Tough environment milks Dairibord

BUSINESS REPORTER

 

Zimbabwe’s largest milk processor, Dairibord Holdings Limited says the tight monetary policies in response to extreme inflationary challenges have resulted in liquidity challenges across the value chain, constraining aggregate demand and growth of the business.

The development comes at a time when the whole economy is at standstill due to the liquidity squeeze in the market resulting in weak purchasing power.

In a third-quarter trading update that ended September 30, 2022, Dairibord acting company secretary Maurice Karimupfumbi said despite the stability, exchange rate disparities impacted competitiveness and suppressed demand in the formal trade, as consumers shifted to informal trade.

“Sales volumes for Q3 contracted 7% compared to the same period last year. Performance was affected by the changes in the operating environment that reduced sales volumes in July and August. The volumes recovered in September, exiting the month at 6% above the prior year.

“The cumulative sales volumes for the nine months were 5% above the prior period with foods and beverages growing 21% and 12% respectively,” Karimupfumbi said.

Liquid milk sales volumes declined 13% on account of raw milk supply challenges and raw milk utilised for the period at 19.8m litres, was 3% lower than the prior period and accounted for 32.9% of the intake received by processors.

The group focused on export market development with regional markets responding positively in the quarter.

“Export sales volumes for the quarter grew 118% compared to the same period last year and 101% for the cumulative period. Exports accounted for 11% of total sales in the quarter [5% in Q3 of 2021] and 9% for the cumulative period [4% in 2021],” Karimupfumbi said.

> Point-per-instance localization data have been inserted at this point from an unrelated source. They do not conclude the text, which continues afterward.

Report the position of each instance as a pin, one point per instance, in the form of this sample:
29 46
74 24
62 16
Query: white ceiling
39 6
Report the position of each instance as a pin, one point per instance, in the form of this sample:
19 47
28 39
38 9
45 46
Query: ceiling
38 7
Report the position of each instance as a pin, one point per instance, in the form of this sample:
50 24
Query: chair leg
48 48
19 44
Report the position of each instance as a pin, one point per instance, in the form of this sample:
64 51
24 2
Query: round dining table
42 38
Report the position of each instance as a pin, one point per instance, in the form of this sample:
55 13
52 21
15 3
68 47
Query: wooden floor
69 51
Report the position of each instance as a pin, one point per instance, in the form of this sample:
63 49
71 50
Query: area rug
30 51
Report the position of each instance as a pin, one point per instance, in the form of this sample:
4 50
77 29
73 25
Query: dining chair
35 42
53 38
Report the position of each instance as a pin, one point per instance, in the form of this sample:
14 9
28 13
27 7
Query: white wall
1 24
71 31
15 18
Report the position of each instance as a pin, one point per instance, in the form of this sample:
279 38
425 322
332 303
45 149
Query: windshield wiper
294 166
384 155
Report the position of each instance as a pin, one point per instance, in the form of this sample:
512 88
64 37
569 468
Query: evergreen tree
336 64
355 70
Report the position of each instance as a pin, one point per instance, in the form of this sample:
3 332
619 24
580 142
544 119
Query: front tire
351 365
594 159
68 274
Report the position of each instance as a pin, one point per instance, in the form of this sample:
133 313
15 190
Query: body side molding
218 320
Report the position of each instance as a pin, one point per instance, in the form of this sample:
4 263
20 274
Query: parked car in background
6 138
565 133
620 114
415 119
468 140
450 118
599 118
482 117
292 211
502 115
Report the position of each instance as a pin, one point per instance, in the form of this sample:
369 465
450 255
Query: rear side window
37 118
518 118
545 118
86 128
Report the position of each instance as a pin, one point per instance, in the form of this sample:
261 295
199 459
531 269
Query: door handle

Revenue for the quarter in inflation adjusted terms was 39% above Q3 2021

Year-to-date inflation-adjusted revenue was 39% above the same period last year while revenue for the cumulative period grew by 39%, operating costs grew by 38% on account of cost containment measures and improved operational efficiencies.

Resultantly, the operating profit margin improved to 7% from 6% in the prior.

In the outlook, the company will focus on operational efficiencies and cost containment and target to achieve average top-line growth, driven by an increased focus on domestic and export markets, improved product availability and an optimised route to market.